Размер шрифта
-
+

Сестры - стр. 13

Коробка лежала в спальне у отца, в шкафу на верхней полке. Никакой логики, почему именно там. На полке соседствовали сундучки со старой бижутерией, клатчи, ненужные подарки – свечи, запонки, нераспакованные подарочные полотенца, перевязанные ленточками.

– Маша, я нашла! – крикнула Катя, взяла коробку и спустилась на кухню. – Вытри со стола, чтобы не запачкались документы.

Маша послушно взяла тряпку. Она была самой послушной в их семье. Самой покладистой, тихой, даже вялой.

В раковине лежала немытая посуда. На столе крошки и разлитый компот – смородиновый, наверное. Маша смотрела, как след от компота исчезает, впитываясь в тряпку.

– Так, нужно найти документы на дом и квартиру. Как же они выглядят? – бормотала Катя, доставая бумажки одну за другой.

В коробке все лежало вперемешку: свидетельства о рождении родителей, их аттестаты, дипломы – толстые синяя и красная корки, какие-то справки, документы на машину, медицинские книжки из поликлиники, полисы ОМС, справка о погашенном кредите, что-то еще. Какие-то старые фотографии в целлофановом пакете, который от старости стал будто бы чуть-чуть маслянистым. Катя решила смотреть с конца стопки бумаг.

– Что это? – Катя взяла в руки небольшой бледно-зеленый потрепанный листок бумаги. Маша увидела, как лицо Кати вытягивается, становясь все более овальным. Катя медленно повернула листок. – Свидетельство об у-сы-но-вле-ни…

Катя проговаривала последнее слово медленно, оно почти растворилось в воздухе.

Маша потянулась к листку и попробовала его прочесть.

Гражданин(ка) Любовь Владимировна Морозова, родившаяся 16 февраля 1989 года.

Место рождения – Москва

Усыновлен (удочерена)

гражданином Грибановым Андреем Петровичем

и гражданкой Грибановой Мариной Львовной

с присвоением ему (ей)

фамилии Грибанова

имени Мария

отчества Андреевна

О чем в книге регистрации актов об усыновлении (удочерении) 1989 года апреля месяца 3 числа произведена запись № 4.

….

Сестры глядели друг на друга глазами, полными ужаса и недоумения.

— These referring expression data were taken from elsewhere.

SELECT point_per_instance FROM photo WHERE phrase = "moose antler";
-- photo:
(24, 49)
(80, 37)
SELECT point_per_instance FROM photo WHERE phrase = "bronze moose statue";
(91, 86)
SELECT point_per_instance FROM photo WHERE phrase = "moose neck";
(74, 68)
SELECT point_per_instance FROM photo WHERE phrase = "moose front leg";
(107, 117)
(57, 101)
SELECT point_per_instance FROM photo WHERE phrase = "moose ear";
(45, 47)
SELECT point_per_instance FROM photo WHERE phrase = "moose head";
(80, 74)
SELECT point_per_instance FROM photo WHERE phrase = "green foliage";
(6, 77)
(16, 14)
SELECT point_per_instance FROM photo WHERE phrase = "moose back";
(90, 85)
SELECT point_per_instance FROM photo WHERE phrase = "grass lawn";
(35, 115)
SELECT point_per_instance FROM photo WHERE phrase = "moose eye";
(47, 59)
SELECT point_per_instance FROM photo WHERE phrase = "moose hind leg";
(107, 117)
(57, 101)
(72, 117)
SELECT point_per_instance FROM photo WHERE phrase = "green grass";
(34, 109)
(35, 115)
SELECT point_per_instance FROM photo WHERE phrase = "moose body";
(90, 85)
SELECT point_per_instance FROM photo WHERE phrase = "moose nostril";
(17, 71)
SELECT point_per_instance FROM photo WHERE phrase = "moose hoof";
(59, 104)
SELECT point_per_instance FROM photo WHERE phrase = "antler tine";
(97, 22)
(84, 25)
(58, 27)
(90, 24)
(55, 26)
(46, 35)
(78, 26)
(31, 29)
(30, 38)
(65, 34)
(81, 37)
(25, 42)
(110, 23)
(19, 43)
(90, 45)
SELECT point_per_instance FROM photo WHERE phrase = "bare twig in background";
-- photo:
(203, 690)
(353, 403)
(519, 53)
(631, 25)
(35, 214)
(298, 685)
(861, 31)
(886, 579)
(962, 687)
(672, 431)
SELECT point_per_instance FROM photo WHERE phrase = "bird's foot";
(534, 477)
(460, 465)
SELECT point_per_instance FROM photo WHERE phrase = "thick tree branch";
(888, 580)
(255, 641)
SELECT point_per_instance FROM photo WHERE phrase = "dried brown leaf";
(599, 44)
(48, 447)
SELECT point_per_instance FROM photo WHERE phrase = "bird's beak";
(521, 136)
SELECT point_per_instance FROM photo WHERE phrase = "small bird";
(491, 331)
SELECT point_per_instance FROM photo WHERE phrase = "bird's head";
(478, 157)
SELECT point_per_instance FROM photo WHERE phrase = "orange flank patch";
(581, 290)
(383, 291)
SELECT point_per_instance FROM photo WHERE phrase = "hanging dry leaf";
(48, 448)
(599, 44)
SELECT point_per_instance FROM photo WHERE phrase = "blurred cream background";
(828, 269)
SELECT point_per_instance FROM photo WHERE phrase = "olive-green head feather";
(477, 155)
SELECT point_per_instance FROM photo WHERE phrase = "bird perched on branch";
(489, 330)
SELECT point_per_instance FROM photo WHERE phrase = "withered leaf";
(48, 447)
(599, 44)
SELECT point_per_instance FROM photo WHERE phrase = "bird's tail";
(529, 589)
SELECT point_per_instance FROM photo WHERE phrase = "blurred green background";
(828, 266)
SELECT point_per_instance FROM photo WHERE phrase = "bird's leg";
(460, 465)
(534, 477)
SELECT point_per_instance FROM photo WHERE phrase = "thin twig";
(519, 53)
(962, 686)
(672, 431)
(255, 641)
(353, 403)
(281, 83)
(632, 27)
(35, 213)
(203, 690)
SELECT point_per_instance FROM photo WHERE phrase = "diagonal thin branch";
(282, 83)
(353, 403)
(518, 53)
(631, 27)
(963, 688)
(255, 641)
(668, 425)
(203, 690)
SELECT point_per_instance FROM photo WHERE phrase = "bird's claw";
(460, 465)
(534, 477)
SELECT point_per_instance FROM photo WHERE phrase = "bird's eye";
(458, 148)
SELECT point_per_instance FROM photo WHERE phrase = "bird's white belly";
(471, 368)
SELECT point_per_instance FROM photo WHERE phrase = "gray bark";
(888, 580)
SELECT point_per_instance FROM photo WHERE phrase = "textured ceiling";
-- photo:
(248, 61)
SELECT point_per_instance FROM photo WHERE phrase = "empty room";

Память яростно отматывала назад время. Катя отчетливо помнила, что мама ходила беременной. У нее сильно отекали ноги. Было высокое давление, ей постоянно было жарко. Катя несколько раз видела живот, который рос. Ее, восьмилетнюю девочку, тогда это ужасало, но при этом сквозь ужас она испытывала благоговение перед чудом. Она вспомнила, как мама, уже на большом сроке, подняла майку и предложила положить руку на живот, пообщаться с младшим братиком или сестренкой. И Катя с трудно преодолимым, но все-таки преодолимым страхом положила руку на бледный округлый живот и почувствовала, как что-то шевелится под кожей. На животе уже появились растяжки, несколько венок у пупка проступали синим. Мама же была беременна, совершенно точно! При чем же тут свидетельство об усыновлении? Катя провалилась в более раннее воспоминание, когда у мамы еще не было живота. И она, Катя, пела песню «У меня сестренки нет, у меня братишки нет. Говорят, с детьми хлопот невпроворот!». Она помнила, как выклянчивала себе братишку или сестренку, потому что у всех есть, а у нее нет. Как радовалась, когда родители, неестественно румяные, сказали ей, что скоро в их семье появится еще один человек. Как они пошли в гастроном, где на втором этаже делали молочные коктейли, и купили себе три самых больших коктейля. На дворе стояло жаркое лето. Кате как раз купили новые красивые белые гольфы с рюшами, и папа шутил, что придется делиться новыми гольфами с сестренкой или братишке отдать свой конструктор. И Кате очень хотелось братишку, но не хотелось отдавать свои новые гольфы и конструктор. Вот зачем в такие важные воспоминания обязательно влезают ненужные и необязательные детали, например гольфы? Почему бы не запомнить что-нибудь более важное: дату, улыбку мамы, свои собственные чувства? Почему вместо этого просто гольфы?